Think about that line of agreement between the students and the government: There are certain forces behind the scenes, sowing discord. In other words, some protesters as well as the government knew what was really happening under the surface. But if things were calming down, what changed? How did violence break out? Kong’s answer to that question was cryptic. “When we were little, we watched movies like Guerrillas Sweep The Plain,” he said.

That answer would have meant nothing to a western audience—but it was clear to many Chinese. This was a reference to a classic 1955 Chinese movie in which there are tensions between two groups. They have disagreements but don’t fight. Suddenly, a hidden third body, the Eighth Army, opens fire at both sides and then quickly hides, triggering bloodshed.

And that is what happened. Soldiers and students were sharing food. But on June 3, mysterious thugs, some of whom were said to be from ethnic minorities, triggered a fight in Mu Xi Di, in the west of the city, attacking army buses with petrol bombs and setting them alight, burning the occupants to death. The perpetrators were never found.

Soldiers who managed to escape the burning buses were beaten to death. Other military men arrived and chaotic fighting broke out, with scores of deaths.

This was five kilometers away from Tiananmen Square.

At the Square, in the early hours of June 4, soldiers arrived and called on students to leave. Student leader Feng Congde worked to gauge protesters’ opinions, and concluded that the majority wanted to vacate the space. “So I announced the decision to leave,” he said.

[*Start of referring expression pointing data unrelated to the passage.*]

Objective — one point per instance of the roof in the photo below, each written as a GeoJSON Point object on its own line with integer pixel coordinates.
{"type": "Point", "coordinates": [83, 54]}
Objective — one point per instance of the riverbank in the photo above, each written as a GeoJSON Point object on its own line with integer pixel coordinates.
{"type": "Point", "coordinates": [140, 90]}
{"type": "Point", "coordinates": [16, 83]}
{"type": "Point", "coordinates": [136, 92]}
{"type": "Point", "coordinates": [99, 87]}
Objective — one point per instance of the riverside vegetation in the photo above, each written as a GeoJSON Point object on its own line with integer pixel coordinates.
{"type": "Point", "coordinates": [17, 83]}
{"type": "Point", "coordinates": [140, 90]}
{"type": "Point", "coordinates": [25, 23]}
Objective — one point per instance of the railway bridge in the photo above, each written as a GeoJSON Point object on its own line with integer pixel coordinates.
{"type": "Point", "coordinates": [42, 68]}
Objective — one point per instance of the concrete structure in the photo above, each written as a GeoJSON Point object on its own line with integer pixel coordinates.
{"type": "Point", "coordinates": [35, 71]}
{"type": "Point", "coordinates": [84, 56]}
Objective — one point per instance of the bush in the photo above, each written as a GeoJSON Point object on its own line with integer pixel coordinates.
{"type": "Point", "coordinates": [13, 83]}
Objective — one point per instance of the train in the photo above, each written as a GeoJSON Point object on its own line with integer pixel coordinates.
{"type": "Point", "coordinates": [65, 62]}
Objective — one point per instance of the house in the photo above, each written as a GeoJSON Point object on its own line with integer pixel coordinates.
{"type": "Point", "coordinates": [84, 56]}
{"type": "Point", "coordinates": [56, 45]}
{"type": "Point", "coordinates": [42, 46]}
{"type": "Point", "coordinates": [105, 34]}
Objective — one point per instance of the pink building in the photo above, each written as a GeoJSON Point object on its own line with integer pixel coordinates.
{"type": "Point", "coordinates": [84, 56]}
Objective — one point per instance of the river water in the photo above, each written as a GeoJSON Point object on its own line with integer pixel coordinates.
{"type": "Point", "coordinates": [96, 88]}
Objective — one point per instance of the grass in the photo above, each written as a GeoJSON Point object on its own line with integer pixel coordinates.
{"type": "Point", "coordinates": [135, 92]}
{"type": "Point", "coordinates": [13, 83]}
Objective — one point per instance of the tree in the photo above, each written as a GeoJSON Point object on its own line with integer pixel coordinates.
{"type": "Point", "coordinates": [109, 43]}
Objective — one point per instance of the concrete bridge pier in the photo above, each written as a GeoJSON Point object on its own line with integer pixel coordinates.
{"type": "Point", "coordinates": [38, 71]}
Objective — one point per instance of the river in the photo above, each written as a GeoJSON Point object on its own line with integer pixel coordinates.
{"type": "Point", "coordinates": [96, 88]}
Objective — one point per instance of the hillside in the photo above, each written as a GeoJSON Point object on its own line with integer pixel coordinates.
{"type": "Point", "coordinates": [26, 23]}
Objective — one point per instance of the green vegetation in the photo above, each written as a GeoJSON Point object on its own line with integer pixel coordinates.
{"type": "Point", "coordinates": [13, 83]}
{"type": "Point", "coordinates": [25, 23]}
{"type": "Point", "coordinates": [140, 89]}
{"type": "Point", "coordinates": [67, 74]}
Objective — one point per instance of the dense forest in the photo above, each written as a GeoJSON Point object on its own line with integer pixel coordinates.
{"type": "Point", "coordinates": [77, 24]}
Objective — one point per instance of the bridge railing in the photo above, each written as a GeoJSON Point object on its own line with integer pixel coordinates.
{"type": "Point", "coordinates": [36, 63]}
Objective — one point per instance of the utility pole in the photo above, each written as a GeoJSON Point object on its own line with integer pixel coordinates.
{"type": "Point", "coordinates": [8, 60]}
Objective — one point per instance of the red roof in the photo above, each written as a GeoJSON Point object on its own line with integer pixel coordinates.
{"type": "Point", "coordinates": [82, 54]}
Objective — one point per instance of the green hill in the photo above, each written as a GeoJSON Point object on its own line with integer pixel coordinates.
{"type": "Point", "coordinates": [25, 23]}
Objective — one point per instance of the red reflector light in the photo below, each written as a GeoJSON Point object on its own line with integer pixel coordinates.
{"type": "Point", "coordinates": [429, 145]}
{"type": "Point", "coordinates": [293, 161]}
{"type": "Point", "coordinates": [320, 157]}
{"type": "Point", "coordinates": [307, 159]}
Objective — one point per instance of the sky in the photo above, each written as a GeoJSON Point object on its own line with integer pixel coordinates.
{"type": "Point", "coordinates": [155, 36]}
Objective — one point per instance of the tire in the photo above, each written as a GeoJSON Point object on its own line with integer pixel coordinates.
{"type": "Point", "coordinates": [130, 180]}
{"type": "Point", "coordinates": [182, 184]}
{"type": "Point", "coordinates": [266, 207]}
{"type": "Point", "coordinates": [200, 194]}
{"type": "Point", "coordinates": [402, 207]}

Students left peacefully.

Violence did break out, not in the square, but in the streets around it.

One witness, Larry Wortzel, watched protesters attack a military vehicle and noted how well it was organized—someone had definitely trained them. “This was clearly a tactic rehearsed and even practiced among the demonstrators, since it was used in the same way in separate places around the city,” he wrote.

“All verified eyewitness accounts say that the students who remained in the square when troops arrived were allowed to leave peacefully,” said the Washington Post’s Jay Mathews.

Now this is where it gets strange. The next day, a very different story appeared from a few foreign embassies saying that 10,000 people had been killed. This tale said the students in the square had not left. They had stayed and been massacred with machine guns, their bodies pushed into piles with bulldozers, and then incinerated by troops with flamethrowers. This gruesome horror story, supported by no evidence at all, is now viewed by eastern and western historians as entirely fictional.